Showing love to yourself includes the way you talk to yourself; it’s easy and sometimes automatic to criticise ourselves more harshly than we would anyone else. Try to become aware of the way that you talk to yourself, could you show more kindness and encouragement to yourself as you would to a friend? This takes practise but it’s worth the effort when you see how it can make you feel.
Being compassionate towards yourself also means giving yourself enough time to practise self-care. This includes helping your own mental health before helping others. There’s a useful saying here: ‘you can’t pour from an empty cup’. This means that when you support yourself first, you are then better able to support the people around you.
Self-compassion can involve setting realistic goals, and not worrying too much about comparing yourself to others. It’s okay to respect someone else’s achievements, but we’re all different. Thinking about how our experiences of life will vary can be important when trying to become more loving and compassionate towards ourselves and others.
Remember that the things your role models achieved probably didn’t happen quickly, and their circumstances are likely not the same as yours.
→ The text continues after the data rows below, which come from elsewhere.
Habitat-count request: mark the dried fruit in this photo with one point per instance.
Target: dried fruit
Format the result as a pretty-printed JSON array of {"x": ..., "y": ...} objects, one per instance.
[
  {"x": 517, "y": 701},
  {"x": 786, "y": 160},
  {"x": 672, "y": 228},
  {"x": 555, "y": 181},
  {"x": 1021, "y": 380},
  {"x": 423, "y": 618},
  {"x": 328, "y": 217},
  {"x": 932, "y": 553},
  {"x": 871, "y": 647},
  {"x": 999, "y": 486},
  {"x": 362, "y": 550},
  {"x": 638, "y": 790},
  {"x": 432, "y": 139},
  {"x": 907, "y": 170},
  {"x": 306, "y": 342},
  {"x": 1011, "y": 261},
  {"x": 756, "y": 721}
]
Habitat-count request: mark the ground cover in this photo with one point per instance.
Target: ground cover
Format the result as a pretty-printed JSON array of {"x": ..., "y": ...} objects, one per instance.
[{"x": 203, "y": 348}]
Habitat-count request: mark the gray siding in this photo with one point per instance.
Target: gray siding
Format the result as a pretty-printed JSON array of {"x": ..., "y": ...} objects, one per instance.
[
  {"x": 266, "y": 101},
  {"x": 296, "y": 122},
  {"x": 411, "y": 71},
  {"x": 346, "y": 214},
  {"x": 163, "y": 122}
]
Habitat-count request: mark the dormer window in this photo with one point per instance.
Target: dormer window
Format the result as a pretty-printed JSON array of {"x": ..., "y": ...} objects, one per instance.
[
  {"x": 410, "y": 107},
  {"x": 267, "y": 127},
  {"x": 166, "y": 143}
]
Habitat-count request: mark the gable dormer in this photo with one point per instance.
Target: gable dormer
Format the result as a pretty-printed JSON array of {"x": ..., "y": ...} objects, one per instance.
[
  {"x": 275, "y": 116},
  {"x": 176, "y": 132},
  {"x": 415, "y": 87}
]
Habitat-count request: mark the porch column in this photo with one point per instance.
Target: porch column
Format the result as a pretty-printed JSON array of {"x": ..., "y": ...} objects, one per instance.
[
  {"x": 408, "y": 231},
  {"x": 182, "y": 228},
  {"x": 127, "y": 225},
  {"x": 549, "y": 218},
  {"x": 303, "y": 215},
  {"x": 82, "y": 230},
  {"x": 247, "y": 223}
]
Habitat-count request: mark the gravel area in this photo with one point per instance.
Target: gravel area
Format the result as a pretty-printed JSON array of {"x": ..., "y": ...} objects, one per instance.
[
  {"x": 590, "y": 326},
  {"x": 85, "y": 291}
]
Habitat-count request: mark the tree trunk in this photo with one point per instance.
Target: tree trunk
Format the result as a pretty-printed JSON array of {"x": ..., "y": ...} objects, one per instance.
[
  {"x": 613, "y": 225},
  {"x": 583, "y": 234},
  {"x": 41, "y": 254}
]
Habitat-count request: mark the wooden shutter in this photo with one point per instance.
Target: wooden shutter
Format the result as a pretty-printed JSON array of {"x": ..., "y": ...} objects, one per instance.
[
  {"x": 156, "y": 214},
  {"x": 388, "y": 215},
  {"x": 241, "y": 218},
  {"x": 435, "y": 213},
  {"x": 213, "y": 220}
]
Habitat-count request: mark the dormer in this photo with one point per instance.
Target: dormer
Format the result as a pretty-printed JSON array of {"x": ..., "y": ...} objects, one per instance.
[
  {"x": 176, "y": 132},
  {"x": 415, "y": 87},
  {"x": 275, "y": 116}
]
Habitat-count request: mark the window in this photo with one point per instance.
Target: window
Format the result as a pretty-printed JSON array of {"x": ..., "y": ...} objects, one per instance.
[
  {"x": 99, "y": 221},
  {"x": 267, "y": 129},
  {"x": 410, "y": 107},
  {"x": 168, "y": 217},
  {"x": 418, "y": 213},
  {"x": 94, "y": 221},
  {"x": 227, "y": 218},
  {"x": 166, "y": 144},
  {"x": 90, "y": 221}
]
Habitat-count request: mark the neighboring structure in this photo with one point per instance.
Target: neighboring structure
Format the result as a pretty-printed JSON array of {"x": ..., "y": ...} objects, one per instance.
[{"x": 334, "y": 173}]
Staying in tune with what you need to achieve your goals, and weighing up how realistic they are, will help you to set boundaries for yourself so you don’t burn out or feel overwhelmed.
Also remember that we may not always know what people’s experiences are, or what they’re dealing with. So, for example, when a friend is always late to meetups or doesn’t respond to texts very often, try not feel let down or get angry, but consider if their mental health or circumstances may be a factor. Perhaps think about simpler plans that may be easier for them to manage or ask if there’s something they’d like to talk about.